Inherent esolang interest. Independently of the framings above, Inflexión is interesting on the same terms that the rest of the wiki of esoteric languages is interesting. It has an executable semantics, a small surface area, a deliberate constraint or strangeness, a coherent design rationale, and worked examples. It belongs in the catalogue. A reader who comes to Inflexión purely for the same reason they come to Wenyan or Shakespeare or Befunge, because the field has produced another interesting design specimen, will not be disappointed, regardless of what they make of the hypothesis on LLMs.

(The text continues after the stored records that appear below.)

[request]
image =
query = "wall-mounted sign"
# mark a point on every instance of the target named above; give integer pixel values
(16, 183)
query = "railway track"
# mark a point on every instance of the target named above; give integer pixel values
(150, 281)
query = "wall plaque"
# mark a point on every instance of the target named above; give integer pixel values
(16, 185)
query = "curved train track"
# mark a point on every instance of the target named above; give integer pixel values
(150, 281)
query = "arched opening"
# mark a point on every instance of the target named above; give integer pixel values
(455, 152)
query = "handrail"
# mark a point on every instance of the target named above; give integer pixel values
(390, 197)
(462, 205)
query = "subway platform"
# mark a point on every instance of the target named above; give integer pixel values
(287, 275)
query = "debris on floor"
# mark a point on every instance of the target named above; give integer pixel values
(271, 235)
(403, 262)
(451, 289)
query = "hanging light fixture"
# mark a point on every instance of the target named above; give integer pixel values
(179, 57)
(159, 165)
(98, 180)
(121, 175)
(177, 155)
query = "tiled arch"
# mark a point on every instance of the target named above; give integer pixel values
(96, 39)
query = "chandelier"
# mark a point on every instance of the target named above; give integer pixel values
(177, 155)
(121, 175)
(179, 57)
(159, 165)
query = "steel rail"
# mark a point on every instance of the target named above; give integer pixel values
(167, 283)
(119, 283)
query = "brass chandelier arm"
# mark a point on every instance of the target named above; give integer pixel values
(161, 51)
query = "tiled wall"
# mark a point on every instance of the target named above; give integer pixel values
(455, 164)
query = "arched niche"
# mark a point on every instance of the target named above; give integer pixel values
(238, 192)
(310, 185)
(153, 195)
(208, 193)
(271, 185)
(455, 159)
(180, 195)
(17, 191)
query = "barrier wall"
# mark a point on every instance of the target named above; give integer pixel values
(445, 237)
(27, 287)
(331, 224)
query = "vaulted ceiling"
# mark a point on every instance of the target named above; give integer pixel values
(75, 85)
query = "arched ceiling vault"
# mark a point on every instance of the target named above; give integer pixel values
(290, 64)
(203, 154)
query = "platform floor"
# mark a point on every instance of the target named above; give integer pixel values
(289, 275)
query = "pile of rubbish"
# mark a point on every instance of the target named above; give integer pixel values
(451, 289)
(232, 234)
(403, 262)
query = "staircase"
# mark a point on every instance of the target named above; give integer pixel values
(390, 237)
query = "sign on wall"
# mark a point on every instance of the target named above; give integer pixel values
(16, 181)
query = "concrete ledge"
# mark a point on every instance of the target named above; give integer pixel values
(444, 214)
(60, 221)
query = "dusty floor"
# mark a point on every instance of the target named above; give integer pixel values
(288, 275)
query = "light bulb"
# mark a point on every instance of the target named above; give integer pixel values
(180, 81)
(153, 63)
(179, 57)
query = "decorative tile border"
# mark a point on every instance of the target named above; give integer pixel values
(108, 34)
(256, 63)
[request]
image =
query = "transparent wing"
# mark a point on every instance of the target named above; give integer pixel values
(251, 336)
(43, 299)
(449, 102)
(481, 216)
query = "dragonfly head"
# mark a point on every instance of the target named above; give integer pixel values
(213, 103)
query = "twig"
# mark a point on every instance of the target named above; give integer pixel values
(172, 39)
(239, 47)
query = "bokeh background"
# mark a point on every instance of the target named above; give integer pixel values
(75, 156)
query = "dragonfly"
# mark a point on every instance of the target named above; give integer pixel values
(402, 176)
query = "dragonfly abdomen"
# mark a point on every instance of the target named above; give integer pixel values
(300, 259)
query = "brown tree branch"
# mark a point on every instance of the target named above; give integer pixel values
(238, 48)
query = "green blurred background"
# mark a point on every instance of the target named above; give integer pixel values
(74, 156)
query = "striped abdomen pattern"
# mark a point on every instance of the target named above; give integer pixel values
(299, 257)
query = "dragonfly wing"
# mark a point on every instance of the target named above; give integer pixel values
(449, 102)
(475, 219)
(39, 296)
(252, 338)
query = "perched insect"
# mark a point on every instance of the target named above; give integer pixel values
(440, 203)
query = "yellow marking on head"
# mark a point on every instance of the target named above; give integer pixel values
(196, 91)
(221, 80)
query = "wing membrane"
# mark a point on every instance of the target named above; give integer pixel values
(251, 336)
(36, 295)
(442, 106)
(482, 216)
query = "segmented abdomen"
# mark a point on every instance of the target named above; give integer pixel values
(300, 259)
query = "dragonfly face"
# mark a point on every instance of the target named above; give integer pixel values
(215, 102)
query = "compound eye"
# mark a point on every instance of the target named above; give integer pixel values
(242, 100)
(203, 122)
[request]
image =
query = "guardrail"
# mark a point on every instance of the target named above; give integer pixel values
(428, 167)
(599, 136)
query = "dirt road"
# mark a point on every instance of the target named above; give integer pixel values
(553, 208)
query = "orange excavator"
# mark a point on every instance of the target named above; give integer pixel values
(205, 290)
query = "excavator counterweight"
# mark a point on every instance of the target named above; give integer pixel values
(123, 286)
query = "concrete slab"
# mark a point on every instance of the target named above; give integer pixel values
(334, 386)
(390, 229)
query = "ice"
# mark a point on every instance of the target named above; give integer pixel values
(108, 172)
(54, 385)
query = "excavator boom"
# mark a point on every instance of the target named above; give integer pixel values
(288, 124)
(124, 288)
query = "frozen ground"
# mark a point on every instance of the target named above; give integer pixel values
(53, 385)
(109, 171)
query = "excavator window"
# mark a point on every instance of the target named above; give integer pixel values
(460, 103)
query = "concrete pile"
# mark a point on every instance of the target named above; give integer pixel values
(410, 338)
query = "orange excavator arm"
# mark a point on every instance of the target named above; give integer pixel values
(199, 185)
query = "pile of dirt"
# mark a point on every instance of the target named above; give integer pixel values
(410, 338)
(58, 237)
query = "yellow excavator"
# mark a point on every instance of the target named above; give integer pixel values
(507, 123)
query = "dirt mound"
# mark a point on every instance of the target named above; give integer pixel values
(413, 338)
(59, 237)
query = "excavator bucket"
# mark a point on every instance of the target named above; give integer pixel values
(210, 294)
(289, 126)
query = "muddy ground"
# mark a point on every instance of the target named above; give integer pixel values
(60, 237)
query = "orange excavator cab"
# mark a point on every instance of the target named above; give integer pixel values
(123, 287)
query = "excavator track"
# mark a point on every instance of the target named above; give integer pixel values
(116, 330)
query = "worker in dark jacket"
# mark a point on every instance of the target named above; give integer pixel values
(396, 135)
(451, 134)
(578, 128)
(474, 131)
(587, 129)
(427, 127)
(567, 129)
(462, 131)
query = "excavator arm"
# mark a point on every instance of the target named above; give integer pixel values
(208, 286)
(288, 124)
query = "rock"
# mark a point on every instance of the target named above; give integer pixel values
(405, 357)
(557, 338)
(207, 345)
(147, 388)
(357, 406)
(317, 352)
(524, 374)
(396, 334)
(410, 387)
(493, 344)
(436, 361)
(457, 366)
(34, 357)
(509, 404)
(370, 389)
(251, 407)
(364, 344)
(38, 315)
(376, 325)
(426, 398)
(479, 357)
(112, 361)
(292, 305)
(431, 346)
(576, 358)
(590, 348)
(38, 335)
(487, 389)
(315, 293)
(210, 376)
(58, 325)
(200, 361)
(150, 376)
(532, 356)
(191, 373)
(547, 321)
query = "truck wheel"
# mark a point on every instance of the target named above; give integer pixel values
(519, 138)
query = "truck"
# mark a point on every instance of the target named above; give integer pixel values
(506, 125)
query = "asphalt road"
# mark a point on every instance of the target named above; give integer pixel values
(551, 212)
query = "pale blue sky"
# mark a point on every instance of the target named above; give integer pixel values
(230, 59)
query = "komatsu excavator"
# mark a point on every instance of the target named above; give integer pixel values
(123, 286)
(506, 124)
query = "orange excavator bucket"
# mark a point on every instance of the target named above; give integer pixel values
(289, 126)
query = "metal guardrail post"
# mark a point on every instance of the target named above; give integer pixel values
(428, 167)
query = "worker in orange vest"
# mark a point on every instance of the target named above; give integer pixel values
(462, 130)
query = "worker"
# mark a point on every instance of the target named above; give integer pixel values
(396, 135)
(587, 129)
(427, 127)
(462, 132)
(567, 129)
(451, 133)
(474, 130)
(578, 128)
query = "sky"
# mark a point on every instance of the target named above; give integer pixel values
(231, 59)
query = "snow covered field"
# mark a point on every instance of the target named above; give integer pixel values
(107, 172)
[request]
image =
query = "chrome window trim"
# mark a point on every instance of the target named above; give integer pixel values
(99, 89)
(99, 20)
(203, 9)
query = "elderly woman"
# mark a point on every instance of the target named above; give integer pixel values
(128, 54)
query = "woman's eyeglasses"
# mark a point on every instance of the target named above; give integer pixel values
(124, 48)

The language stands on these three. The hypothesis on LLMs is the contemporary frame that may prove additionally interesting; the language does not require it.
8. Relation to Babel
Inflexión is hand-built. It is not generated by Babel (Rodriguez 2026a), the methodology and runtime described in the companion paper of this series.
The choice to hand-build Inflexión is deliberate. Babel is a parameter-driven generator; by definition, it can produce only languages whose features can be expressed as values in its parameter schema. If Inflexión were designed within Babel’s schema, the design would be constrained, perhaps subtly, perhaps significantly, by what the schema can currently express. The companion paper notes one limitation already: the naturalness axis, as currently sketched in Babel’s schema, is too coarse to distinguish vocabulary substitution from engagement with lexical grammar from engagement with deep grammar. Inflexión is in the third category, where Babel’s schema is currently weakest.
Hand-building Inflexión first gives the project a concrete artefact against which Babel’s expressiveness can later be checked. If, when Babel is implemented, its parameter schema can be extended to express Inflexión exactly, including number as scalar / collection, mood as evaluation strategy, and the rest, then the schema’s coverage is demonstrated by working through a non-trivial case. If the schema cannot express Inflexión without contortion, that finding is itself useful: it tells the methodology paper where its parameterisation is too coarse and how the next installment should refine it.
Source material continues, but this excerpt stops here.